The way he said it —
it happens —
that emphasis made Hector straighten up.

“It happens,” he agreed, “but it’s
not what happened here
. Not here in Bonfire.”

“Hector,” began Jimmy, “Abel Baranski was always a player. His boy, Elliot, takes after him. I don’t think there can be a girl in that school Elliot hasn’t gone and broken her heart.
Nobody
expected Abel to stay with his wife. I don’t like it any more than —”

Hector interrupted. “Abel Baranski did not run away with that teacher,” he said. “He was a good man. He loved his wife and his
boy. Setting that aside, how’d you explain the dead body of his brother, Jon, and Abel’s own truck on the side of the road. How’d you explain that?”

“He and Mischka took the train where they were headed?” suggested Jimmy. “Gave Jon the truck to take home to the family?”

“Now why would they do that?” said Hector.

Jimmy sighed. “All right,” he said. “So let’s say you’re right and all three of them were in the truck, and the Purple’s chasing them. Why get out? Why not just put up the protective shutters on the truck windows?”

“Shutters must’ve malfunctioned. They pulled over and tried to run. Purple killed Jon, then took Abel and Mischka away with it.”

Another silence.

“We’ve been through this before,” Hector added.

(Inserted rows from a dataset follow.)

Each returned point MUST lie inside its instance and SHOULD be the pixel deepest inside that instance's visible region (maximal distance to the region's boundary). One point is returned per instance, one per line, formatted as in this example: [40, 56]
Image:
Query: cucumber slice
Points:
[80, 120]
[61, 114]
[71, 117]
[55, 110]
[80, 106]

There was a clamorous silence, then Jimmy spoke again. “Hector,” he said gently, “you think anyone in this town really believes that Abel and Mischka were taken by a Purple?”

Hector took a bite from his cold grilled cheese sandwich and spoke rough and firm through the chewing.

“That’s the story,” he said, “and I’m sticking to it. I’ll fax Jagged Edge about their missing guy tomorrow. Night, Jimmy.”